What’s A Lake Manager? Biologist or Fish Whisperer?
Conventional wisdom suggests you must be a fisheries biologist to be a lake manager. Ask a lake manager his opinion. He’ll tell you it requires creative skills somewhere between a fish whisperer and a coach developing a game plan to win the Super Bowl. Growing trophy bass is achievable. Just maintain off-the-chart food chains. Catching them, however, can be a BIG challenge.
As the old saying goes, bass and bucks become trophies being—smart. With patience, you can sit on the dock and train bass to eat from your hand. For a reality check, watch You Tube clips of them inhaling a crank bait or worm and quickly spitting it out. The angler never feels a tick on the line or suspects he had a bite. Watch them swim up to a crawworm, a favorite forage, and swim away without striking. Here’s where it pays to be a fish whisperer and understand their psychology.
Fish in the below screenshot demonstrate moods. You assume locating such a school would produce a record day. The angler drop shot jigs and spoons for 30-minutes. He should have been able to snag one, but never got a bite. Soon, the fish moved away.
In early days of lake management, the rage was stocking pure Florida bass. They had genetics to exceed 10-pounds and set records. But, as Florida’s reach trophy class, they become as savvy as a wily coyote or that big buck you’ve chased for years. Then, you might ask, why we catch one with the tail of its last meal still protruding from its gullet. That’s where fish whisperer savvy would help. We just know bass are top line predators. Even though, it shouldn’t hit your lure from hunger, we speculate it was a defensive reflex because you intruded its territory.

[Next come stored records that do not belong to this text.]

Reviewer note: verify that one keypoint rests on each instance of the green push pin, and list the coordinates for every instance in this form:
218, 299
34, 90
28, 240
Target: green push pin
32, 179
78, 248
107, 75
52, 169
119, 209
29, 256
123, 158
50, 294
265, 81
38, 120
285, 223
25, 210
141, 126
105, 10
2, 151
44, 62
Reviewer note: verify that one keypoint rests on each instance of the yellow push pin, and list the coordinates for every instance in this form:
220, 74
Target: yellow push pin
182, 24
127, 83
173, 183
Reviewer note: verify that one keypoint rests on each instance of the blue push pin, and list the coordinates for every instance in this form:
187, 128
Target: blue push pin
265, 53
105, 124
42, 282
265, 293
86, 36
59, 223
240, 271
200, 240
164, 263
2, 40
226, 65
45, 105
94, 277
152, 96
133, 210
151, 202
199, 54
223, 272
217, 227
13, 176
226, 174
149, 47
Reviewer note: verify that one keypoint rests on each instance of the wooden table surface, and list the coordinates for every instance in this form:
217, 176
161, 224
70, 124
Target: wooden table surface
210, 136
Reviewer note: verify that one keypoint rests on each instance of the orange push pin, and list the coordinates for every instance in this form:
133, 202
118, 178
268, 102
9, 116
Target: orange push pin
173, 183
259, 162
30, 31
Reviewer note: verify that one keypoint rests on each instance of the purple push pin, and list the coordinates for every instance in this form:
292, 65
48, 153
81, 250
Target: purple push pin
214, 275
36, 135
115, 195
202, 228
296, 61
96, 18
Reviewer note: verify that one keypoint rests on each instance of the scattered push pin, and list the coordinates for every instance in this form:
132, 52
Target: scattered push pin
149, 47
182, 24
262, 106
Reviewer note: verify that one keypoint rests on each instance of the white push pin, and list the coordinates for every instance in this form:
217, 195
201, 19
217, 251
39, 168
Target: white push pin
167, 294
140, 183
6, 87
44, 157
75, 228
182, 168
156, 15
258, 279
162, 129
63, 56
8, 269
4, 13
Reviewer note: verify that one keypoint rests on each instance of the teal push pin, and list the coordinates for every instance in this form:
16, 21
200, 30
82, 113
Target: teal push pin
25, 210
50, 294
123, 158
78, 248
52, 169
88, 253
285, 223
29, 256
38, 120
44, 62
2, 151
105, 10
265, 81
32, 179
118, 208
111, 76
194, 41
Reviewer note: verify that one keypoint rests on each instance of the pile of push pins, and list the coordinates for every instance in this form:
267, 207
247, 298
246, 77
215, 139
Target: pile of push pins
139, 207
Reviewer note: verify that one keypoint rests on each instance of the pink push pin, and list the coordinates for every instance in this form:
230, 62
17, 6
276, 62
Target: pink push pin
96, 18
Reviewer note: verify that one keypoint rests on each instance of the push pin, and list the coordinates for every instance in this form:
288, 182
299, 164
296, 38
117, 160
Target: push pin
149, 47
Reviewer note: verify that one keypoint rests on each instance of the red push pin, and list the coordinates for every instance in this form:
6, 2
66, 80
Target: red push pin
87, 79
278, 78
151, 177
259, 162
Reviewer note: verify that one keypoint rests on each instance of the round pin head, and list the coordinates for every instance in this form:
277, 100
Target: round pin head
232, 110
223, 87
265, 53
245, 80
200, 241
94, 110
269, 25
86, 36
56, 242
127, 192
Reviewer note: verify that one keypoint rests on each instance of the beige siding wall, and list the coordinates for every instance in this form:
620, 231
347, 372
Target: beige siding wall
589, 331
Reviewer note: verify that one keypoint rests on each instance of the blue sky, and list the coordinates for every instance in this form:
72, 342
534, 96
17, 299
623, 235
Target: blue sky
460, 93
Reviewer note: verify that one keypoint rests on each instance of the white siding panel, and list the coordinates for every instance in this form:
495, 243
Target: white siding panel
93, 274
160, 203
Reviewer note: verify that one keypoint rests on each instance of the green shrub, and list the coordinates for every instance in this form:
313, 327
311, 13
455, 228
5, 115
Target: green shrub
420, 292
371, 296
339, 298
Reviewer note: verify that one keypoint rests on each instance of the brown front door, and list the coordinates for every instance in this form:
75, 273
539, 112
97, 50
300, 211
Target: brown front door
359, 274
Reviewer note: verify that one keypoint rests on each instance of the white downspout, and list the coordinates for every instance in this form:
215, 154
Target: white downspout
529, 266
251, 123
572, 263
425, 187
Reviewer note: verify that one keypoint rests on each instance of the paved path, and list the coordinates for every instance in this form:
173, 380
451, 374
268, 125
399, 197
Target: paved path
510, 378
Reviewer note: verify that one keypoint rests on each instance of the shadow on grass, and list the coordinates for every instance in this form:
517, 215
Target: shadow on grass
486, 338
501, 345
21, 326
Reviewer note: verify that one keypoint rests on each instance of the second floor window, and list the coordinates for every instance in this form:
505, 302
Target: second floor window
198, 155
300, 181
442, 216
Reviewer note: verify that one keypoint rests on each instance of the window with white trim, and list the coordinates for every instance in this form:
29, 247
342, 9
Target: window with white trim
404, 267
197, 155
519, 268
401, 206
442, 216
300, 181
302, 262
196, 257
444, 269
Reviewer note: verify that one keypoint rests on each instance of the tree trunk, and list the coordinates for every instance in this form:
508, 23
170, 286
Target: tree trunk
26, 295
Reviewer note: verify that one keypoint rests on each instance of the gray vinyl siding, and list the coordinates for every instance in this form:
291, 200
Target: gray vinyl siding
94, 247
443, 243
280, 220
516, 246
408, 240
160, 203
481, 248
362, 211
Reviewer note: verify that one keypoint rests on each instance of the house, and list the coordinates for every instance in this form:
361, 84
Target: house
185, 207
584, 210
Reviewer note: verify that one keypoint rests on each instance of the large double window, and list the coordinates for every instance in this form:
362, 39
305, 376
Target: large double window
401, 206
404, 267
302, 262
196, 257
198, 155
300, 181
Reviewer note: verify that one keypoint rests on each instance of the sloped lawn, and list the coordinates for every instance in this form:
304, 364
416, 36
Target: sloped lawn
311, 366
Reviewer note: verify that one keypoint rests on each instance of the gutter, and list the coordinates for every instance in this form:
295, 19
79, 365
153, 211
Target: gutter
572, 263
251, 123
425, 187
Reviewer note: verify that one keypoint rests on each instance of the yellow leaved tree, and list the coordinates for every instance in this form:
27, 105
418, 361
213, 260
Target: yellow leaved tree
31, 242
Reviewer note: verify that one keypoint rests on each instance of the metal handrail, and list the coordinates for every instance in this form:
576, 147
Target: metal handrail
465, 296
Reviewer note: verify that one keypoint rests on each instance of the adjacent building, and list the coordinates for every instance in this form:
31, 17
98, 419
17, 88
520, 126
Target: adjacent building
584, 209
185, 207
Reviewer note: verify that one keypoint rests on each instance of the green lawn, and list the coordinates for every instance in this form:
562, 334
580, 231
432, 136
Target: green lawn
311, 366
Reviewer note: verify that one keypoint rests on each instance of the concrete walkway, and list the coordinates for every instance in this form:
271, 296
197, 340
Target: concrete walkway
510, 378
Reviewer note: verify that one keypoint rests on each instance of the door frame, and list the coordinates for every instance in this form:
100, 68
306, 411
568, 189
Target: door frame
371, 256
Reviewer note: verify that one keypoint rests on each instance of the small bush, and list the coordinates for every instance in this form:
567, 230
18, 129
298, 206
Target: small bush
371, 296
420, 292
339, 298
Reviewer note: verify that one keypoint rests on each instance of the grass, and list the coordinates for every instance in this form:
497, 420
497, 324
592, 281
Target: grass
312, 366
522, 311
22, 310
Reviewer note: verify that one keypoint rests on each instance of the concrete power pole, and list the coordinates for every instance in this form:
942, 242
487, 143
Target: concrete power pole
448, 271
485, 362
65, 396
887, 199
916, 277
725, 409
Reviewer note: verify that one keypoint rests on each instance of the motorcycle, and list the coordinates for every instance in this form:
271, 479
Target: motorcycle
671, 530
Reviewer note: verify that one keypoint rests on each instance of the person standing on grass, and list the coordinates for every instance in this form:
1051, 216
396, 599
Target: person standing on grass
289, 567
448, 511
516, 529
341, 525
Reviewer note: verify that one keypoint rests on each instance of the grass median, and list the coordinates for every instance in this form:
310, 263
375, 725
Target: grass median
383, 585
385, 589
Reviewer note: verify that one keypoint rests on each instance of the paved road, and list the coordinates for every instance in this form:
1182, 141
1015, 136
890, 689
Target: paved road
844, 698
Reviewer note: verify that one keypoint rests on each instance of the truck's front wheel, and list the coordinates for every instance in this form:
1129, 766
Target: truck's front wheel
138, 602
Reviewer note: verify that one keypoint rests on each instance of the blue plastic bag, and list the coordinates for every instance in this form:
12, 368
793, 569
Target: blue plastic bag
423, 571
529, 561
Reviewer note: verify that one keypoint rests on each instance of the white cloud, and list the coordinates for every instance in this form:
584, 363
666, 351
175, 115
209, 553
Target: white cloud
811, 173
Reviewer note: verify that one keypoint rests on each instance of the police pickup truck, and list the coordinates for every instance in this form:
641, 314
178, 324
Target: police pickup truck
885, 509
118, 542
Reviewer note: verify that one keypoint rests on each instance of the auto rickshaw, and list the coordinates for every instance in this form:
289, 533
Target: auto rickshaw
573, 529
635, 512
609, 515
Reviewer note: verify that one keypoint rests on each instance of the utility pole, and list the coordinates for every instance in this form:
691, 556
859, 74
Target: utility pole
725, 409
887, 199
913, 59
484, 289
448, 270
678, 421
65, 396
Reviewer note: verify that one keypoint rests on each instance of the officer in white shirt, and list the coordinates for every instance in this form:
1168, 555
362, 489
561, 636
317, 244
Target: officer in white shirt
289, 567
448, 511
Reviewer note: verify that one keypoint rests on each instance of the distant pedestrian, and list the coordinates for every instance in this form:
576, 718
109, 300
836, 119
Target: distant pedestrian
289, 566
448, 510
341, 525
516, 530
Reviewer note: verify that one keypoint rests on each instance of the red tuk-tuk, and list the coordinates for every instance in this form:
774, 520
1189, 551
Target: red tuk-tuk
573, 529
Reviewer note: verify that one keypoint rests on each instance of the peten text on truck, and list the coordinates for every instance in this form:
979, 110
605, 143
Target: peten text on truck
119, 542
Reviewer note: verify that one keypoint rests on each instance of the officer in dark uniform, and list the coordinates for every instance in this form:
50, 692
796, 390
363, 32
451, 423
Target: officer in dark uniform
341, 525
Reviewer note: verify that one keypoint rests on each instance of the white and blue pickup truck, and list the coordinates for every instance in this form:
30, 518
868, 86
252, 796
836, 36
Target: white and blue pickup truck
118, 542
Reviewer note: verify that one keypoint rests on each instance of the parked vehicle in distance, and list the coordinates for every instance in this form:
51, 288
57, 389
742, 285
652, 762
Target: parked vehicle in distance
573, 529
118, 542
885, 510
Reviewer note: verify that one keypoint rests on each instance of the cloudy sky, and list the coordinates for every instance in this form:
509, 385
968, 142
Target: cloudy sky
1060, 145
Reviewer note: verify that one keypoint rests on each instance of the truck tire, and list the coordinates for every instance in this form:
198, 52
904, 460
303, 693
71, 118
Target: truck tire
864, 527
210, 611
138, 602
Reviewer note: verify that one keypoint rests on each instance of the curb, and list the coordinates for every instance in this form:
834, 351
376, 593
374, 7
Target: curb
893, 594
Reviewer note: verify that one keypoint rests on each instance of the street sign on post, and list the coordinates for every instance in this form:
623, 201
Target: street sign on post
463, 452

Granted, some days conditions are perfect. They’ll hit a bare hook just because sun reflected off of it and resembled a shad. Like we’ve experienced too often, getting a bite can be as hard as getting your wife to go on your first date. Catching is fun, but matching wits with big bass can be equally rewarding; especially in February and early March when pre-spawn weights approach lake record levels.
If you’re pondering a way to test fishing skills and observe what we described, stalk the shoreline this spring. Flip to a big female on a spawning bed. It can be an–exciting and/or humbling experience.